Only 3 out of 10 pastors have had leaders in their church encourage them to preach on racial reconciliation. And when pastors have addressed the topic, 5 percent reported having negative feedback.

Russell Moore, president of the Southern Baptist Ethics & Religious Liberty Commission, said there are still some “persistent problems” in the race conversation in churches.

‘Unbiblical view’

Christians sometimes take “an unbiblical view, which is to say that these issues can be done away with by progress,” he said, noting that he often hears people say things like, “It’s 2017, we should be beyond this.”

It’s “as though time and history itself does away with injustice or does away with human sin,” he said.

The only thing that will bring racial reconciliation is intentional effort and love, Moore said. But he said he’s encouraged to see that happening more and more.

“Even when I see a church often now that isn’t where they want to be or where God would want them to be, I still see a difference,” he said.
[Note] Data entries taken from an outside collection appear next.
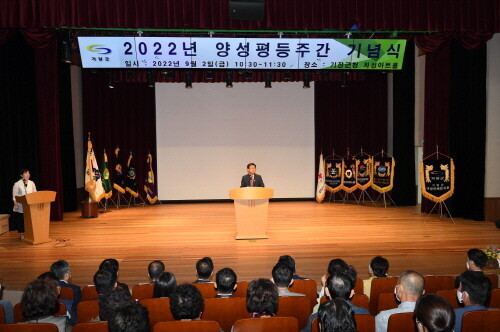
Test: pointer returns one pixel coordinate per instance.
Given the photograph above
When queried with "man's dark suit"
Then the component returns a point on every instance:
(257, 181)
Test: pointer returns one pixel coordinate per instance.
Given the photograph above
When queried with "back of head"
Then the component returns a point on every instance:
(336, 316)
(262, 297)
(186, 302)
(104, 281)
(435, 313)
(39, 300)
(110, 264)
(164, 285)
(204, 267)
(225, 280)
(288, 261)
(478, 257)
(340, 286)
(60, 268)
(379, 266)
(112, 301)
(413, 283)
(477, 286)
(132, 317)
(155, 268)
(336, 264)
(282, 275)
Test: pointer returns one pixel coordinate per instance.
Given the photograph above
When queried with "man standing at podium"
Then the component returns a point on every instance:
(251, 179)
(22, 187)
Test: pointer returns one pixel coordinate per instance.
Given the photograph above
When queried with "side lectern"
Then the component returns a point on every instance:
(36, 208)
(251, 205)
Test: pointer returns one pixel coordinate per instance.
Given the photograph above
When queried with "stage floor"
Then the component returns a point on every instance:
(180, 234)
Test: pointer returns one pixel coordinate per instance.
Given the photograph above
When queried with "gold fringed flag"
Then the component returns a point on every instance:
(149, 183)
(437, 177)
(334, 174)
(93, 181)
(383, 173)
(131, 182)
(320, 189)
(106, 182)
(118, 179)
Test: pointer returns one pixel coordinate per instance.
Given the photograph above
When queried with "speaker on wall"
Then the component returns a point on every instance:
(250, 10)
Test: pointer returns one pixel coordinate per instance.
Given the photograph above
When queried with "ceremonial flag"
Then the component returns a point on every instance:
(437, 177)
(320, 189)
(106, 182)
(149, 183)
(334, 174)
(93, 181)
(118, 179)
(131, 186)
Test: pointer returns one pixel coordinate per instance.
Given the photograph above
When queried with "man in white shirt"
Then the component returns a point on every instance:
(409, 288)
(22, 187)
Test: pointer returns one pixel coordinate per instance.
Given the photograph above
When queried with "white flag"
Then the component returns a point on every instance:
(93, 180)
(320, 189)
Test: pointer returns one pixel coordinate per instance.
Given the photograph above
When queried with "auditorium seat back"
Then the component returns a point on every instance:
(484, 321)
(402, 322)
(159, 310)
(307, 287)
(18, 313)
(225, 311)
(207, 290)
(379, 286)
(187, 326)
(270, 324)
(436, 283)
(91, 327)
(295, 306)
(22, 327)
(88, 311)
(145, 291)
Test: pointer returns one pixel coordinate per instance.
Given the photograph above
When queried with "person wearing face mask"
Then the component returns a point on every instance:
(476, 261)
(408, 290)
(22, 187)
(473, 292)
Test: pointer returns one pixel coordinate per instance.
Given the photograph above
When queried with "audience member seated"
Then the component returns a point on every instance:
(164, 285)
(290, 262)
(186, 303)
(111, 302)
(105, 282)
(204, 269)
(473, 292)
(434, 314)
(476, 261)
(408, 290)
(336, 316)
(62, 270)
(39, 305)
(340, 286)
(113, 266)
(225, 282)
(378, 268)
(155, 268)
(52, 279)
(132, 317)
(283, 278)
(8, 309)
(262, 298)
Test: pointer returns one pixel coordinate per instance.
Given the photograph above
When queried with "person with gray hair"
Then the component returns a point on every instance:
(408, 290)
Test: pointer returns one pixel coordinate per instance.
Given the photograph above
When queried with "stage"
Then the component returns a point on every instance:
(180, 234)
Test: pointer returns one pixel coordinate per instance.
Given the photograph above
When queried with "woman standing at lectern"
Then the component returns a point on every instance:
(22, 187)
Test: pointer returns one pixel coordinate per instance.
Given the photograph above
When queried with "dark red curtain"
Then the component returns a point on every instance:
(124, 117)
(444, 15)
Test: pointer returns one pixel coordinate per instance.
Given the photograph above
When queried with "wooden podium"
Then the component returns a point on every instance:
(251, 205)
(36, 208)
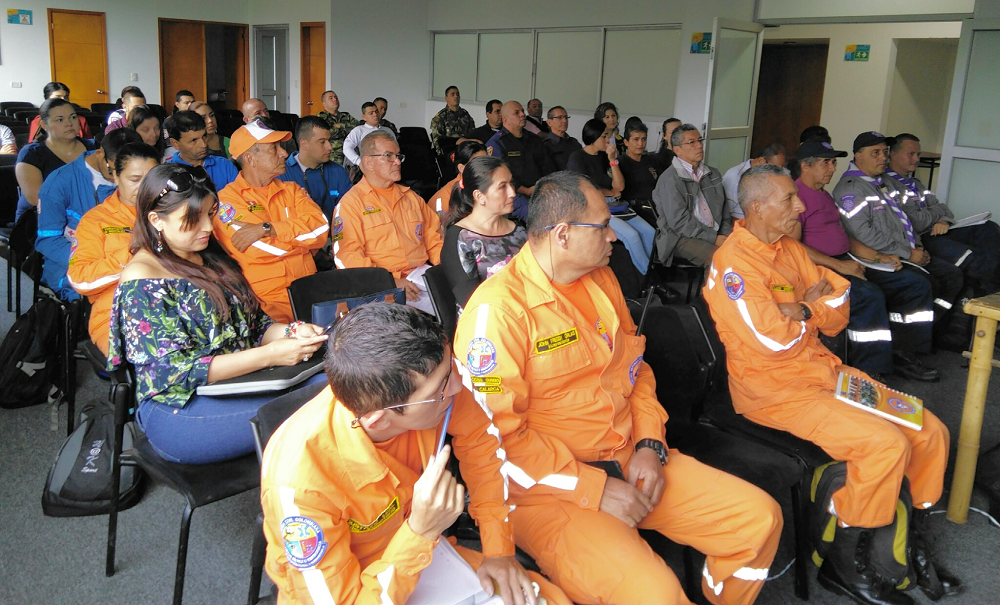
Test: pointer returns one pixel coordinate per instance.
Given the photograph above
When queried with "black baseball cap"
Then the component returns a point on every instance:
(818, 149)
(867, 139)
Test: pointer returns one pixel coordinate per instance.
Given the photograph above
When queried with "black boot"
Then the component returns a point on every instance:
(935, 583)
(845, 572)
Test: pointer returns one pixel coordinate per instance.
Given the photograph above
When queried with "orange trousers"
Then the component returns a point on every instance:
(596, 558)
(878, 454)
(548, 590)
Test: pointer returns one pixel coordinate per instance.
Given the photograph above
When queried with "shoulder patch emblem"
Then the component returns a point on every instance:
(481, 356)
(304, 544)
(734, 285)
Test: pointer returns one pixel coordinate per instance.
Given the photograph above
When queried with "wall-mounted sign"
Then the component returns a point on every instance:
(857, 52)
(18, 16)
(701, 43)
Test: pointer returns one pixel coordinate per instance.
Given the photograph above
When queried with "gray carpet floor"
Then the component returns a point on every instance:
(61, 561)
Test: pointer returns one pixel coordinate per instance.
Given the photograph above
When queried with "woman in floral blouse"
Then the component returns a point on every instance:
(184, 315)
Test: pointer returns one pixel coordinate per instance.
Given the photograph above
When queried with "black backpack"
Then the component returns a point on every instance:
(29, 357)
(79, 482)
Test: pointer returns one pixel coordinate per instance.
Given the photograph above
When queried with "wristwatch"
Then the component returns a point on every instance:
(656, 446)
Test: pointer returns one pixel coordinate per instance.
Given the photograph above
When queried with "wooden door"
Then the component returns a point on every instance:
(182, 60)
(78, 49)
(790, 94)
(313, 67)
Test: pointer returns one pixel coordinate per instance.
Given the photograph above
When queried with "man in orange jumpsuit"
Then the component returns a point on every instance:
(381, 224)
(270, 227)
(549, 347)
(769, 302)
(103, 237)
(354, 492)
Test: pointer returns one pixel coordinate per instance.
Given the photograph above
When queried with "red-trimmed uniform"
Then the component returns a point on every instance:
(781, 376)
(565, 389)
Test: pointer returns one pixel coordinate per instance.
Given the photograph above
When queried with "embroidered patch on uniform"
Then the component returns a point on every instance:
(482, 356)
(734, 285)
(116, 230)
(304, 544)
(633, 370)
(359, 528)
(563, 339)
(226, 213)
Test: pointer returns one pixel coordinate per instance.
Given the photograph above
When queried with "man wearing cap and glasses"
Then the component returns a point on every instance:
(883, 336)
(876, 219)
(379, 223)
(270, 227)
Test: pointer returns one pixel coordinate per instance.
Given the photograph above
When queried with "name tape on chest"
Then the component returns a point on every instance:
(358, 528)
(558, 341)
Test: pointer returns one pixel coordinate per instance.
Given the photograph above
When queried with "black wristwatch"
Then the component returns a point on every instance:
(656, 446)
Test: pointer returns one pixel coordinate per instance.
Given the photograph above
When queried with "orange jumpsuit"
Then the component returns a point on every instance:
(103, 237)
(335, 504)
(397, 231)
(272, 263)
(781, 376)
(565, 389)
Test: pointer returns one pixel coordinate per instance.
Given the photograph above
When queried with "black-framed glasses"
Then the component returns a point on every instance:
(182, 182)
(444, 395)
(389, 156)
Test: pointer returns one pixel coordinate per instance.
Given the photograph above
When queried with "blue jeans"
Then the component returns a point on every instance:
(637, 236)
(207, 429)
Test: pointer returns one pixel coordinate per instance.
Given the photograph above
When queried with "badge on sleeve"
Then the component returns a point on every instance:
(482, 356)
(304, 544)
(734, 285)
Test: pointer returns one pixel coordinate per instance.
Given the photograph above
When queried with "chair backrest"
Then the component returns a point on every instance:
(335, 285)
(270, 415)
(443, 299)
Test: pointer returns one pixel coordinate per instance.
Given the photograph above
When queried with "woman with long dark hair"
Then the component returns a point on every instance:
(480, 240)
(55, 144)
(184, 315)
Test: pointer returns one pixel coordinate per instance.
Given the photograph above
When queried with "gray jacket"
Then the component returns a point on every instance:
(919, 202)
(867, 216)
(675, 198)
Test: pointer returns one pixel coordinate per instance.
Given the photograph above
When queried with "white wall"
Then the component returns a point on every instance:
(856, 95)
(132, 42)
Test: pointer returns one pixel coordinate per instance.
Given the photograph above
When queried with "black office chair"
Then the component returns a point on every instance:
(335, 285)
(199, 484)
(443, 299)
(269, 417)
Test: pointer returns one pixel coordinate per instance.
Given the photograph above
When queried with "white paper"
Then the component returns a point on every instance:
(975, 219)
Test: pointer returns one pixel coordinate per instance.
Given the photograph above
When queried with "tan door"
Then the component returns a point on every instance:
(79, 51)
(313, 67)
(182, 60)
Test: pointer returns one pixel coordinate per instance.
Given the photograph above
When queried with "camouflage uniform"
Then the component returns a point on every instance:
(341, 125)
(449, 123)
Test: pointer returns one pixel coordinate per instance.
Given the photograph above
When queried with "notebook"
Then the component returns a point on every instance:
(277, 378)
(880, 400)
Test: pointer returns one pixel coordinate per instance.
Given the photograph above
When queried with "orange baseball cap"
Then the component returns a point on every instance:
(255, 132)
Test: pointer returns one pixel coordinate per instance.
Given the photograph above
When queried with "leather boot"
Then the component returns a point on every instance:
(934, 582)
(845, 571)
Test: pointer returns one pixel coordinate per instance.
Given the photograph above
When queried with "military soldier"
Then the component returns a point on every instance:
(452, 122)
(341, 124)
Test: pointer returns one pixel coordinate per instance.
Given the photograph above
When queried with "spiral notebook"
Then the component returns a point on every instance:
(878, 399)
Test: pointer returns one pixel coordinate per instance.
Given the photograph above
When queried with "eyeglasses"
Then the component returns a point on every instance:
(389, 157)
(182, 182)
(444, 395)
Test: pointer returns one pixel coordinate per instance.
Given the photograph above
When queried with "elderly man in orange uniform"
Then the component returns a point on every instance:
(770, 302)
(270, 227)
(354, 490)
(549, 347)
(381, 224)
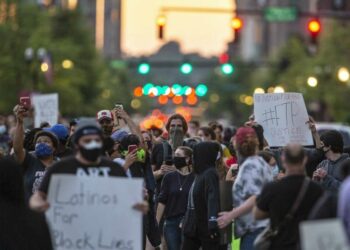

A few years ago, when Moore would speak in churches and talk about how believers needed to be united as one body, often the reaction — regardless of race — was that it is fine for Christians to worship separately. The sentiment then was that all that mattered was that believers were “united more abstractly in the gospel.”

Now Moore said he finds in all of those contexts there is at least recognition that “we want our church to show to the world the reconciliation of God’s kingdom, and we’re not there yet, and maybe we don’t know how to get there, but we’re going to ask for that and seek that.”

Moore said he thinks that’s a good, encouraging step.